If you want to persist, I know of a number of scam artists and swindlers who will take your money. They would even pay me to refer you. But you are far better off keeping your money and moving on.

Sure, you were defrauded and swindled. You can choose to be defrauded against by people who pretend to help you. Or you can decide that you don't want to be a victim any more. This site and this Forum now exist for the sole purpose of helping you become a professional and permanent victim, by showing you many new ways to get defrauded. So you can either choose to become a professional victim or you can decide that you don't want to be a victim any more.

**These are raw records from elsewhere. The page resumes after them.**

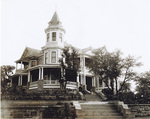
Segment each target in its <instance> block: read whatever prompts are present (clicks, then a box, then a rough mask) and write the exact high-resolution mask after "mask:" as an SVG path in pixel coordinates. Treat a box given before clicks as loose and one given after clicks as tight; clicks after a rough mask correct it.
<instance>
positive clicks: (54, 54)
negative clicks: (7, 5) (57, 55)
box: [51, 51, 56, 63]
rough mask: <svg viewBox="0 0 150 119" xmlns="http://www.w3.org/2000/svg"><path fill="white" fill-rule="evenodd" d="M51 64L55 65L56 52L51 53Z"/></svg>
mask: <svg viewBox="0 0 150 119" xmlns="http://www.w3.org/2000/svg"><path fill="white" fill-rule="evenodd" d="M51 63H56V51H52V52H51Z"/></svg>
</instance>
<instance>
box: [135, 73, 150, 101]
mask: <svg viewBox="0 0 150 119" xmlns="http://www.w3.org/2000/svg"><path fill="white" fill-rule="evenodd" d="M135 81H136V84H137V86H136V91H137V96H138V100H139V99H140V100H141V101H142V102H143V103H148V100H149V103H150V71H148V72H145V73H142V74H140V76H138V77H137V79H136V80H135Z"/></svg>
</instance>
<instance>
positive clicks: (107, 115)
mask: <svg viewBox="0 0 150 119" xmlns="http://www.w3.org/2000/svg"><path fill="white" fill-rule="evenodd" d="M76 114H77V118H76V119H123V117H122V115H120V113H118V112H117V110H116V109H115V107H114V106H113V105H111V104H107V103H105V104H103V103H102V104H101V103H100V102H97V104H96V102H93V104H92V102H90V103H88V102H85V103H81V110H76Z"/></svg>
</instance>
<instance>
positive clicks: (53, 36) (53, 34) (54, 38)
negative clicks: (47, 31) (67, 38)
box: [52, 32, 56, 41]
mask: <svg viewBox="0 0 150 119" xmlns="http://www.w3.org/2000/svg"><path fill="white" fill-rule="evenodd" d="M52 41H56V32H52Z"/></svg>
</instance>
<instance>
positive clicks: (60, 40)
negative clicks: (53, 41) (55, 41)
mask: <svg viewBox="0 0 150 119" xmlns="http://www.w3.org/2000/svg"><path fill="white" fill-rule="evenodd" d="M59 39H60V41H61V42H62V33H59Z"/></svg>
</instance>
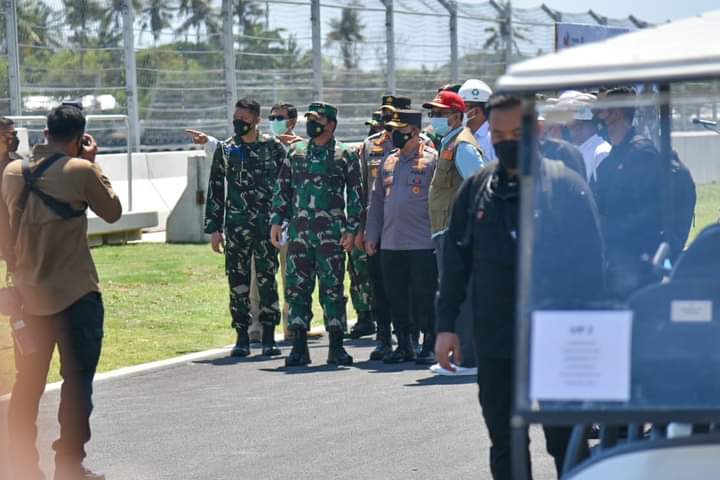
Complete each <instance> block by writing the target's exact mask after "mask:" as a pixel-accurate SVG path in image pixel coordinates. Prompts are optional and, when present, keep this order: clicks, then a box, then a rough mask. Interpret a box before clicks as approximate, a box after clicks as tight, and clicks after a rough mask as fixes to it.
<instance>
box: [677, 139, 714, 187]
mask: <svg viewBox="0 0 720 480" xmlns="http://www.w3.org/2000/svg"><path fill="white" fill-rule="evenodd" d="M672 142H673V148H674V149H675V150H676V151H677V152H678V156H679V157H680V160H682V161H683V162H684V163H685V165H687V167H688V168H689V169H690V172H691V173H692V176H693V179H694V180H695V183H696V184H698V185H704V184H708V183H716V182H720V135H718V134H717V133H713V132H676V133H673V135H672Z"/></svg>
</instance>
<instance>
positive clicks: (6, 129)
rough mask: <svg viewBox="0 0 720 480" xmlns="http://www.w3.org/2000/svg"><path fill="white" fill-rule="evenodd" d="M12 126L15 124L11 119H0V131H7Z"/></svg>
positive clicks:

If someone from this site contacts you and offers to help (usually referring you to one of the scam artists and swindlers), be sure to obtain enough information to refer this person for criminal prosecution! Best of luck to you!
Quote 0 0
PeterK
By the way, the argument that the same cause of action is already pending in another court is an affirmative defense which must be expressly pleaded or it is waived. This is not the kind of defect that would ever render a judgment void unless the new final order or judgment purported to alter or vacate the original judgment by another different court.

You would have been required to expressly plead and prove the pendency of the other action as an affirmative defense in the case in which you defaulted. By defaulting, you waived this defense and it is now totally irrelevant.